Apple CEO Tim Cook told a group of students in Italy last week what it takes to get and keep a job with the Cupertino tech giant.
Cook said Apple seeks out candidates with four shared skillsets that help employees — and the company — succeed.
Apple looks for 4 main skills in prospective employees
Cook made his remarks in Naples during his visit to the University of Naples Federico II, where he attended commencement, received an honorary Master’s degree in innovation and took part in a Q&A session with students.
What are the four magical traits or skills, as reported by CNBC and other media outlets? Here they are in the order Cook described them:
- The ability to collaborate
“It’s been a very good formula for us,” Cook said. “It’s not like somebody goes in a corner or closet and figures out [how to build technology] by themselves.”
Collaboration is crucial, Cook said, because it combines the other three skillsets.
“We look for… the fundamental feeling that if I share my idea with you, that that idea will grow and get bigger and get better,” he said. “And that [collaborative] process is how Apple creates products.”
Ask questions ‘like a kid would do’
He added that launching new products and improving existing ones depends on teamwork, which lends itself to creativity and curiosity.
“We look for people that think different — that can look at a problem and not be caught up in the dogma of how that problem has always been [solved],” he said. “It’s a cliché, but there are no dumb questions. It’s amazing when somebody starts to ask questions as a kid would do.”

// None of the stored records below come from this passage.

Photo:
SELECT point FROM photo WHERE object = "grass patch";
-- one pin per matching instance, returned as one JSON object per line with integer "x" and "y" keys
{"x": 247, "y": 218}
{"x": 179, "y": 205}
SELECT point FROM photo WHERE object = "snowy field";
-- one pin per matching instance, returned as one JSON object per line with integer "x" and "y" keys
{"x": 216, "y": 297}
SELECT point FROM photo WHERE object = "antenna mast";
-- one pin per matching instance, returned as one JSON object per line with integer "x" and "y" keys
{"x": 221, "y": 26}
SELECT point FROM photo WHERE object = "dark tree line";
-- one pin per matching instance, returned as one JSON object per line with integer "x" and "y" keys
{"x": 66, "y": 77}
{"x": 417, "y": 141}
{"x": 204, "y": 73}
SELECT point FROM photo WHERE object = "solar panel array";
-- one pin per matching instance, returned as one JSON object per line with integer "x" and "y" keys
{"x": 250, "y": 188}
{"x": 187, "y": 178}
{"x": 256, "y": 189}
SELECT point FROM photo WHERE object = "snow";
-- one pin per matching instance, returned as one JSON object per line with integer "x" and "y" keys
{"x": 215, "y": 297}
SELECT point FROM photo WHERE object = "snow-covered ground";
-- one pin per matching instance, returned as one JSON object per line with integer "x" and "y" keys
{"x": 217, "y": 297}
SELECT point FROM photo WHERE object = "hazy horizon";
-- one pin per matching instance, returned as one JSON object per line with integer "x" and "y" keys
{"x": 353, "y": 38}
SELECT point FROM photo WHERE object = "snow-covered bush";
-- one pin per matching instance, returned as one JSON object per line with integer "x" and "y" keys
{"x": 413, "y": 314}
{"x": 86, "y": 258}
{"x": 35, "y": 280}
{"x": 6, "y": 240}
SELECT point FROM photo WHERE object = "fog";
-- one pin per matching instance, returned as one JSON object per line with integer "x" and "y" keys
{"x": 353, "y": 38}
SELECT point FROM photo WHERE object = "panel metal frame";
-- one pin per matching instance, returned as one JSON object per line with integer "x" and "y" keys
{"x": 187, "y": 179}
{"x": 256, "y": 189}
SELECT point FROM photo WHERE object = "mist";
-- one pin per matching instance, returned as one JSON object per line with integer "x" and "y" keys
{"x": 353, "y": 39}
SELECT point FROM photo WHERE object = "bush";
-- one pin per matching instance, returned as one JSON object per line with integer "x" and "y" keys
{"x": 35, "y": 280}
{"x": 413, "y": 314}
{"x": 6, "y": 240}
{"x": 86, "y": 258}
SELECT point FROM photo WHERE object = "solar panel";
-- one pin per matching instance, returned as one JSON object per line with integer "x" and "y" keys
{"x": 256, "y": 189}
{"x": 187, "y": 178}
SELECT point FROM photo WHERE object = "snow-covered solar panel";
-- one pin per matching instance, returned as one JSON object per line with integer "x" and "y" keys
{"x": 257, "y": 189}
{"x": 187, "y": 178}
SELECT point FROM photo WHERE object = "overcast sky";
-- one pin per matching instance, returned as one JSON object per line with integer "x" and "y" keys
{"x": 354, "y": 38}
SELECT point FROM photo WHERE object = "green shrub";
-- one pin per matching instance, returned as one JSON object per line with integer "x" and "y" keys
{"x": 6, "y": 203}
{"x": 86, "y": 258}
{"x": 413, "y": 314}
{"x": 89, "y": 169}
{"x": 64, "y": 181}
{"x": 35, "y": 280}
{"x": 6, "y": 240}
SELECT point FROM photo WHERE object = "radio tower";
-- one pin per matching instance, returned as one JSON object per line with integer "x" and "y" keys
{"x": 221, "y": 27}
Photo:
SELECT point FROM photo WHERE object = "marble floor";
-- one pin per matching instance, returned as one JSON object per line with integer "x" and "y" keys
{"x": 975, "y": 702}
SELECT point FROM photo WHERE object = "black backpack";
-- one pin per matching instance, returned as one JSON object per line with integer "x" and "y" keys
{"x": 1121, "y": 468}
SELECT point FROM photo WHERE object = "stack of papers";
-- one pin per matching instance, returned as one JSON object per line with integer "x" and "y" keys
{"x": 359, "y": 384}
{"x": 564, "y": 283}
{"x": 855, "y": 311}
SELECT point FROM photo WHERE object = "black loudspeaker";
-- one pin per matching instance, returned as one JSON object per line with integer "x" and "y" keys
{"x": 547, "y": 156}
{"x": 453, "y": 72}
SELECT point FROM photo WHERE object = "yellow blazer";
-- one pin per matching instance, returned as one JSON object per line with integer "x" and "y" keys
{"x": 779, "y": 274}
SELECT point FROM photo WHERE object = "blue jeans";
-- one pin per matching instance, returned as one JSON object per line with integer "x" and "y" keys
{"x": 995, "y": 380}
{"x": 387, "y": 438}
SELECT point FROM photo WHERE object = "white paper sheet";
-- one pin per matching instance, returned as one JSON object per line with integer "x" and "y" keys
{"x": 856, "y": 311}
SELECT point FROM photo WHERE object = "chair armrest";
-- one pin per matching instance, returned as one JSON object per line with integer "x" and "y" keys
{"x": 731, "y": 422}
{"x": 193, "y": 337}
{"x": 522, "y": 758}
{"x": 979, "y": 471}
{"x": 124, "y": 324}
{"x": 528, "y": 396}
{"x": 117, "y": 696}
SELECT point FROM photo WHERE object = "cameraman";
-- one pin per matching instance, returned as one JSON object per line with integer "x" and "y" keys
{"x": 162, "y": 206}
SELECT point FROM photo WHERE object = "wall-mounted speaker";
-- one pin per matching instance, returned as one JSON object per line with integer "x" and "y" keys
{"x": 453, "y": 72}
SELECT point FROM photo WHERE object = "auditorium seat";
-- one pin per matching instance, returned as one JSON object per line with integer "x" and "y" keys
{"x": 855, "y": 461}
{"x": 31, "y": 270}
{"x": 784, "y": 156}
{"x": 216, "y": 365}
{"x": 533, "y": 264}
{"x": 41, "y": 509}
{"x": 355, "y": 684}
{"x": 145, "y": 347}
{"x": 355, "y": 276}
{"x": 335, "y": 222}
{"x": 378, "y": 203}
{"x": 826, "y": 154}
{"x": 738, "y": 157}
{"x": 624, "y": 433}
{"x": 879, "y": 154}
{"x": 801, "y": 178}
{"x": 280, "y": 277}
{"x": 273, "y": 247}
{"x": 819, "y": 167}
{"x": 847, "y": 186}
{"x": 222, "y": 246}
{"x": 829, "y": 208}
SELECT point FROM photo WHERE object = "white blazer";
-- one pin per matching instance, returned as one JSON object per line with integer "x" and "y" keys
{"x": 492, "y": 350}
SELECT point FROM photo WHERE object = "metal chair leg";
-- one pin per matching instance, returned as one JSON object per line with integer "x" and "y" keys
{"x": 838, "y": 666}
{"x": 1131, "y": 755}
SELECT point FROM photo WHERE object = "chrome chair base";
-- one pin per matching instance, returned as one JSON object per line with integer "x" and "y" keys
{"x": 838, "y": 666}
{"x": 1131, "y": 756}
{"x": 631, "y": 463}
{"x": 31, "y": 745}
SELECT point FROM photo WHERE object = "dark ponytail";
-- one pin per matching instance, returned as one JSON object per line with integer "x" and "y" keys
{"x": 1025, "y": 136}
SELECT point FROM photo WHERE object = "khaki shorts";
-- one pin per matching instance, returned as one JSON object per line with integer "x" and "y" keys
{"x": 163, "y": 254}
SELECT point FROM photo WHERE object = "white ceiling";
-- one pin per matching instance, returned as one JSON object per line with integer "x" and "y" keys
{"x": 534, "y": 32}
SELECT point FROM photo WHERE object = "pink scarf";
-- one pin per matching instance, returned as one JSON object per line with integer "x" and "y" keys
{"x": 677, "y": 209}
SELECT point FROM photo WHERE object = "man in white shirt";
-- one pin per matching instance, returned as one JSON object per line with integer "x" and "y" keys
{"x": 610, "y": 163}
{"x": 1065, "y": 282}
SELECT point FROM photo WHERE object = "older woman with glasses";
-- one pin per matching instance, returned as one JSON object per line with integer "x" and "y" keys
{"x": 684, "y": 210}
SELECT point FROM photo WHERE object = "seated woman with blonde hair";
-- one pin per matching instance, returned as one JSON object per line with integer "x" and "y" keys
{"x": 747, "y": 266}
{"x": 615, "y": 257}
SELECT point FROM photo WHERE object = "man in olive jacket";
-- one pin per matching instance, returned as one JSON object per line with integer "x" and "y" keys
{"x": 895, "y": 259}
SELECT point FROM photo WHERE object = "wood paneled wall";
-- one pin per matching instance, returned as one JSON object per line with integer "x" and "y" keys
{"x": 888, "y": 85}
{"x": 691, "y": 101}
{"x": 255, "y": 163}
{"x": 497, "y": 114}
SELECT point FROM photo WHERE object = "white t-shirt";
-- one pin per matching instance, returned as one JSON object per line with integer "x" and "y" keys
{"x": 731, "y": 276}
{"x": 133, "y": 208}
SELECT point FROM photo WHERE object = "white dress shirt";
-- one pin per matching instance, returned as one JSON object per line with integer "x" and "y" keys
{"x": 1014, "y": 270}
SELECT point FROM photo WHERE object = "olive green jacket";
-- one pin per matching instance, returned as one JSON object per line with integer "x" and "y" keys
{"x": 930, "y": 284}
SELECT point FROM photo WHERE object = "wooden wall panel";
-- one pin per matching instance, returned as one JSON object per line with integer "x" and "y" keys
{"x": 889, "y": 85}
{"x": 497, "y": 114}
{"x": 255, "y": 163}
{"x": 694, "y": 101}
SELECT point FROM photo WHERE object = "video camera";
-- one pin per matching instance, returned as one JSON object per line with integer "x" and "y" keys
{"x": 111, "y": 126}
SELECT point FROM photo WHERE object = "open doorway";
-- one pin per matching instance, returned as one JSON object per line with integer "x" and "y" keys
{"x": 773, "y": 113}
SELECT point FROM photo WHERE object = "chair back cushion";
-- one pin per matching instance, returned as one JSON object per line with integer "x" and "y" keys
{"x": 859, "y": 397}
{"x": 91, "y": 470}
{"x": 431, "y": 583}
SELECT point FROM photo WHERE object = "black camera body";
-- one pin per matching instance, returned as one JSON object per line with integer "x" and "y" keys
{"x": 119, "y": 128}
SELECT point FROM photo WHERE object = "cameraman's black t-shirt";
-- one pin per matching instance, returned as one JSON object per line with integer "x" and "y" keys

And yet questions remain about Apple’s culture and work environment.
“But whether Apple’s hiring tactics consistently ensure a positive working environment is up for debate. This year, the company dropped off Comparably’s annual list of global companies with the best workplace culture. It also received a ‘C’ rating for office culture, despite ranking at No. 14 last year,” CNBC said.
It also noted Apple fell 25 places — from 31 to 56 — on the annual ranking of best places to work in the U.S. from Glassdoor, and receives plenty of negative employee reviews about high stress, crazy schedules and bad work-life balance.